Recovery residences provide residential care for people in recovery and help to build recovery capital. These residences focus on the broader aspects of reintegration and community engagement, such as employment and living situations (Polcin et al., 2016, p. 52), while also addressing the needs of a marginalized client group (see e.g. Skogens & Greiff, 2014). The term recovery residences cover a variety of housing models. The National Association of Recovery Residences (NARR) has outlined four levels of recovery residence, based on how they are administered and the level of staffing. Common to all levels is the attitude to abstinence and recovery support, and the provision of communal living arrangements (Polcin et al., 2016). The current study focuses on Fellowship Living Facilities, which provides recovery residences that are categorized as level 2, or Sober Living Houses (SLH). While residing in recovery residences managed by Fellowship Living Facilities, all residents are obliged to attend regular 12-Step meetings. According to the house guidelines, the resident is also required to actively seek employment, and to secure a job within two weeks. Fellowship Living Facilities has a strict zero tolerance of drug and alcohol use, and only sober visitors are allowed to visit the residents. Longitudinal studies on recovery residences (Jason et al. 2006; Reif et al., 2014) and Sober Living Houses (Polcin et al., 2010a, 2010b; Mericle et al., 2019) have shown that increased rates of employment and lower levels of involvement by criminal justice entities are associated with long-term stays in the residences, but that the social dynamics and networks of residents might influence the amount of time retained (Jason et al., 2014, 2019).

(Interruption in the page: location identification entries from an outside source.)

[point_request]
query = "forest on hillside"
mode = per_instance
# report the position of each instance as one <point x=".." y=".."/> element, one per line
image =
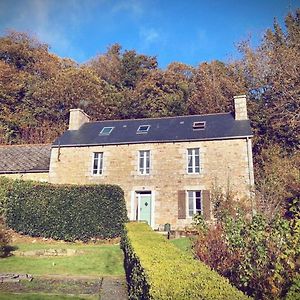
<point x="37" y="89"/>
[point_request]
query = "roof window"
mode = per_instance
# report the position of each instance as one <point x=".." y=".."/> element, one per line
<point x="143" y="129"/>
<point x="199" y="125"/>
<point x="106" y="130"/>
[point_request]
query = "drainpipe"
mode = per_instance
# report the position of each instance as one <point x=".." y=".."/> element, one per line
<point x="251" y="174"/>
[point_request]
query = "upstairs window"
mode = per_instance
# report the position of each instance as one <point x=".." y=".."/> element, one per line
<point x="143" y="129"/>
<point x="98" y="163"/>
<point x="193" y="164"/>
<point x="106" y="130"/>
<point x="199" y="125"/>
<point x="144" y="162"/>
<point x="194" y="203"/>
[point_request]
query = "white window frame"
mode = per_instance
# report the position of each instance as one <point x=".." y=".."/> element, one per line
<point x="194" y="198"/>
<point x="140" y="131"/>
<point x="106" y="128"/>
<point x="99" y="169"/>
<point x="193" y="157"/>
<point x="142" y="167"/>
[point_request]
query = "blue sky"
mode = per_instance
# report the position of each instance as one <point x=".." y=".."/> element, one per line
<point x="188" y="31"/>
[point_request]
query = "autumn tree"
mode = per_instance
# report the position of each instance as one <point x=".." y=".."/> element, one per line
<point x="272" y="75"/>
<point x="214" y="86"/>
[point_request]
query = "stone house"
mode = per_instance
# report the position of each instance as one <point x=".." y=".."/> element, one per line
<point x="166" y="166"/>
<point x="25" y="161"/>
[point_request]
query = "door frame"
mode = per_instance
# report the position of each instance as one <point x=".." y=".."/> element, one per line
<point x="136" y="194"/>
<point x="148" y="193"/>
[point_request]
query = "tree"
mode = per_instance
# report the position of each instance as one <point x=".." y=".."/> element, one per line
<point x="214" y="86"/>
<point x="272" y="75"/>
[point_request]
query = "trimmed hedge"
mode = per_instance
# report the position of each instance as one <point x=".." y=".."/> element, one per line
<point x="156" y="269"/>
<point x="294" y="291"/>
<point x="66" y="212"/>
<point x="5" y="186"/>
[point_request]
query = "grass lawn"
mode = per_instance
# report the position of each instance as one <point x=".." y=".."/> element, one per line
<point x="78" y="274"/>
<point x="184" y="244"/>
<point x="92" y="260"/>
<point x="8" y="296"/>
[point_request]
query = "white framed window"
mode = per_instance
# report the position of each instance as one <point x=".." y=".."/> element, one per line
<point x="97" y="163"/>
<point x="200" y="125"/>
<point x="144" y="162"/>
<point x="194" y="203"/>
<point x="143" y="129"/>
<point x="193" y="161"/>
<point x="106" y="130"/>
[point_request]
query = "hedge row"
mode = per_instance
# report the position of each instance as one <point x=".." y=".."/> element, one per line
<point x="65" y="212"/>
<point x="156" y="269"/>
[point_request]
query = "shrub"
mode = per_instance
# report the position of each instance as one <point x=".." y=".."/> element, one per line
<point x="5" y="186"/>
<point x="66" y="212"/>
<point x="156" y="269"/>
<point x="257" y="256"/>
<point x="294" y="291"/>
<point x="4" y="240"/>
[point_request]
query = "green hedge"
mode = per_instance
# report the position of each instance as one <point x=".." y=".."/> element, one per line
<point x="5" y="186"/>
<point x="294" y="291"/>
<point x="156" y="269"/>
<point x="66" y="212"/>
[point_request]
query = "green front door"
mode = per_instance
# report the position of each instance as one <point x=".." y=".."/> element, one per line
<point x="145" y="208"/>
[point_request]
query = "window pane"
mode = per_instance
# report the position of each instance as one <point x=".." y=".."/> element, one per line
<point x="100" y="163"/>
<point x="191" y="203"/>
<point x="141" y="164"/>
<point x="198" y="202"/>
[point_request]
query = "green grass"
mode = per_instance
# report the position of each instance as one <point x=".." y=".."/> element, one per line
<point x="10" y="296"/>
<point x="96" y="260"/>
<point x="184" y="244"/>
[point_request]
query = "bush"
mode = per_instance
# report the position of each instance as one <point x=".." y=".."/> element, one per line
<point x="5" y="186"/>
<point x="4" y="240"/>
<point x="156" y="269"/>
<point x="66" y="212"/>
<point x="294" y="291"/>
<point x="257" y="255"/>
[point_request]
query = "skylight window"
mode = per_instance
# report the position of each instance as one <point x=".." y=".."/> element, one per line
<point x="143" y="129"/>
<point x="199" y="125"/>
<point x="106" y="130"/>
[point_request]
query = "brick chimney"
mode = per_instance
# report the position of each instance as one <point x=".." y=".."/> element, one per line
<point x="77" y="118"/>
<point x="240" y="107"/>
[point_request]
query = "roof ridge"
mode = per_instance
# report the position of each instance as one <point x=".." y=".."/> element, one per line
<point x="160" y="118"/>
<point x="23" y="145"/>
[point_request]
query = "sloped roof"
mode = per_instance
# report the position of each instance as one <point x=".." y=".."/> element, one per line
<point x="24" y="158"/>
<point x="170" y="129"/>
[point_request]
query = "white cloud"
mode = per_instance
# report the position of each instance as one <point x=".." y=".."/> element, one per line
<point x="133" y="6"/>
<point x="149" y="36"/>
<point x="36" y="17"/>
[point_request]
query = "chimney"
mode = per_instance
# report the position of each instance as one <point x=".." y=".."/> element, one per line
<point x="77" y="118"/>
<point x="240" y="107"/>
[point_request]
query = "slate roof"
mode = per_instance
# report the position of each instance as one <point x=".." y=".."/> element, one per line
<point x="170" y="129"/>
<point x="24" y="158"/>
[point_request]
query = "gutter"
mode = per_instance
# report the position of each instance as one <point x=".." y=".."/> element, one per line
<point x="24" y="171"/>
<point x="152" y="141"/>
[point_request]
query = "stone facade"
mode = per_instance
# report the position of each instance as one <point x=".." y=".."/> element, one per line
<point x="223" y="163"/>
<point x="42" y="177"/>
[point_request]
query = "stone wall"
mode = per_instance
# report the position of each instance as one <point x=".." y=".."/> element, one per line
<point x="223" y="163"/>
<point x="43" y="177"/>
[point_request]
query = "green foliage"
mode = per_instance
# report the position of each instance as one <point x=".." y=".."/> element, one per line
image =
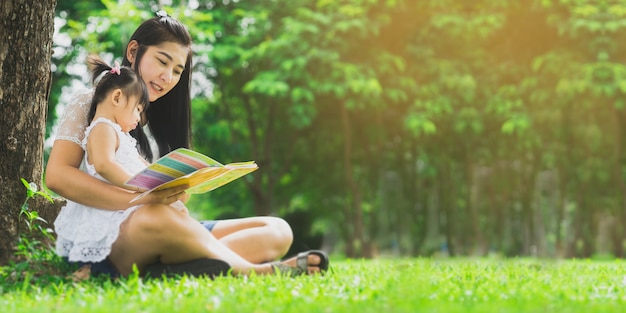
<point x="421" y="122"/>
<point x="35" y="260"/>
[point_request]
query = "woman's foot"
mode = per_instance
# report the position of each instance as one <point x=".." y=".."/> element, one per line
<point x="305" y="263"/>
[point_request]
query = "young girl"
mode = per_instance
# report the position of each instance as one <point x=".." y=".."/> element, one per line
<point x="156" y="233"/>
<point x="86" y="234"/>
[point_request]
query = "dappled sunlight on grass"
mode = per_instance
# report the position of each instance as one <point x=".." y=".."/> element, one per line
<point x="393" y="285"/>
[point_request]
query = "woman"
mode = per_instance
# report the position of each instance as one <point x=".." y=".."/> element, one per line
<point x="156" y="233"/>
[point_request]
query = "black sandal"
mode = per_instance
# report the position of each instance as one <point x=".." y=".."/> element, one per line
<point x="302" y="264"/>
<point x="197" y="268"/>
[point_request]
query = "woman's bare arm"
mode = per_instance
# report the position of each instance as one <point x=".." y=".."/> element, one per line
<point x="64" y="177"/>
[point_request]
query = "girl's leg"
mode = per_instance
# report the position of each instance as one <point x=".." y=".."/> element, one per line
<point x="256" y="239"/>
<point x="160" y="233"/>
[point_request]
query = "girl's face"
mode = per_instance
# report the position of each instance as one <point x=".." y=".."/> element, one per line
<point x="128" y="113"/>
<point x="161" y="67"/>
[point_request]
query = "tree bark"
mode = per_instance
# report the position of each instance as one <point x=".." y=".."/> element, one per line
<point x="26" y="31"/>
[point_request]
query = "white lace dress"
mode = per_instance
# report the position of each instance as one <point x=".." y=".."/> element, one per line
<point x="84" y="233"/>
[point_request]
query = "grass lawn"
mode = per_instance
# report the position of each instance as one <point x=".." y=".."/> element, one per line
<point x="386" y="285"/>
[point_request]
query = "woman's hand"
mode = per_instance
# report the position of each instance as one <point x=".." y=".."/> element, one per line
<point x="166" y="196"/>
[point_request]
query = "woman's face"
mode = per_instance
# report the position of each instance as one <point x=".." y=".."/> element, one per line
<point x="161" y="67"/>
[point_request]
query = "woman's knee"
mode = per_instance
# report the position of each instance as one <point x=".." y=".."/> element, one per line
<point x="155" y="218"/>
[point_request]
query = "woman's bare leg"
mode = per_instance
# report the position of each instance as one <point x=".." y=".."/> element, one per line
<point x="256" y="239"/>
<point x="161" y="233"/>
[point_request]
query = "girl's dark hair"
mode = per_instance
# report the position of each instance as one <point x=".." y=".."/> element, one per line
<point x="126" y="79"/>
<point x="169" y="117"/>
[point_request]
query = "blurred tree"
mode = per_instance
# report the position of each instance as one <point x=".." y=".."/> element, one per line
<point x="26" y="30"/>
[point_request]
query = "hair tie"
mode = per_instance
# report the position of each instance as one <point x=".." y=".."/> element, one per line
<point x="116" y="69"/>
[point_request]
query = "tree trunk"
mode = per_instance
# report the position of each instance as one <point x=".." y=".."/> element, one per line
<point x="26" y="35"/>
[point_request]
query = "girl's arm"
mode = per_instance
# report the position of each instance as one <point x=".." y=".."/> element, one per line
<point x="64" y="177"/>
<point x="102" y="144"/>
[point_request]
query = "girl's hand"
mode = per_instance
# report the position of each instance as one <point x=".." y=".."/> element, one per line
<point x="166" y="196"/>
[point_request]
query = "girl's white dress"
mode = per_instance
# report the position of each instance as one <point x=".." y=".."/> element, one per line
<point x="84" y="233"/>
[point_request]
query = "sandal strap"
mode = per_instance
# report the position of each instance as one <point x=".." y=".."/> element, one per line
<point x="286" y="269"/>
<point x="302" y="261"/>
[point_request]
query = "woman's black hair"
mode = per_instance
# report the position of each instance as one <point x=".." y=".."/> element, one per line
<point x="169" y="117"/>
<point x="123" y="78"/>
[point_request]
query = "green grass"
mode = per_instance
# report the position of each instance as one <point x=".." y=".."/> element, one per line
<point x="389" y="285"/>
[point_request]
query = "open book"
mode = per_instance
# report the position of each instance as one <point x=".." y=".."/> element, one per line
<point x="186" y="167"/>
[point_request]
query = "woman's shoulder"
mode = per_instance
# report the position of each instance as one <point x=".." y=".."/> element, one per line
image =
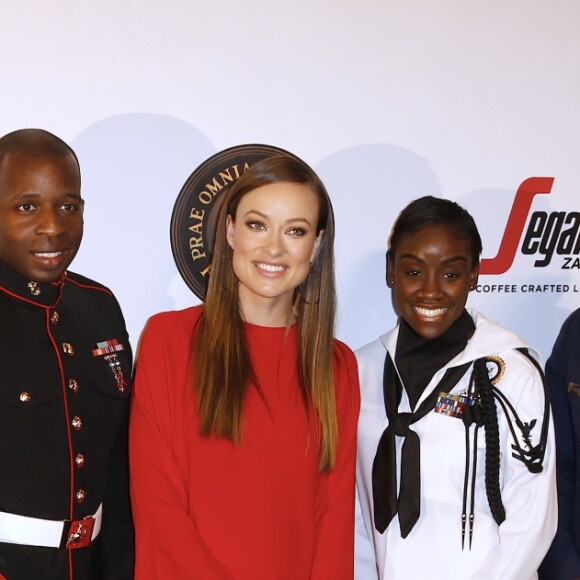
<point x="172" y="324"/>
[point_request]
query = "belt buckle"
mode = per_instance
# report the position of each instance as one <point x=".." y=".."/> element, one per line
<point x="80" y="533"/>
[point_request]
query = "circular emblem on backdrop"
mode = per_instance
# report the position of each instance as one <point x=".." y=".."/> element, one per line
<point x="195" y="210"/>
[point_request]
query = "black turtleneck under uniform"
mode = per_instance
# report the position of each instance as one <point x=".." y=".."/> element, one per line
<point x="65" y="367"/>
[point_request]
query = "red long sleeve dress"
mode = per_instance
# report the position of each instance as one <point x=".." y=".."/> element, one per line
<point x="207" y="508"/>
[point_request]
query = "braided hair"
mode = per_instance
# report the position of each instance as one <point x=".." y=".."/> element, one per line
<point x="488" y="415"/>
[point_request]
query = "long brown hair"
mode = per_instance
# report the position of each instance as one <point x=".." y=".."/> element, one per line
<point x="223" y="370"/>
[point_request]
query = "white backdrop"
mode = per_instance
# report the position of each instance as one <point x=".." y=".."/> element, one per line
<point x="387" y="100"/>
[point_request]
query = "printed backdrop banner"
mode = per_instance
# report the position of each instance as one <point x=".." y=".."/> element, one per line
<point x="388" y="101"/>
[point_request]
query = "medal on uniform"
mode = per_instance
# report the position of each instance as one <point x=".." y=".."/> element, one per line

As well as examining recovery capital change in recovery residence settings, there is a need for further research into changes in recovery capital, based on sub-group characteristics and on support engagement factors. This paper addresses three research questions:
1. Which recovery capital factors near the time of admission are associated with retention in the recovery residences?
2. How does recovery capital change during the first six months of residence?
3. What demographic and behavioral characteristics are associated with changes is social and personal recovery capital?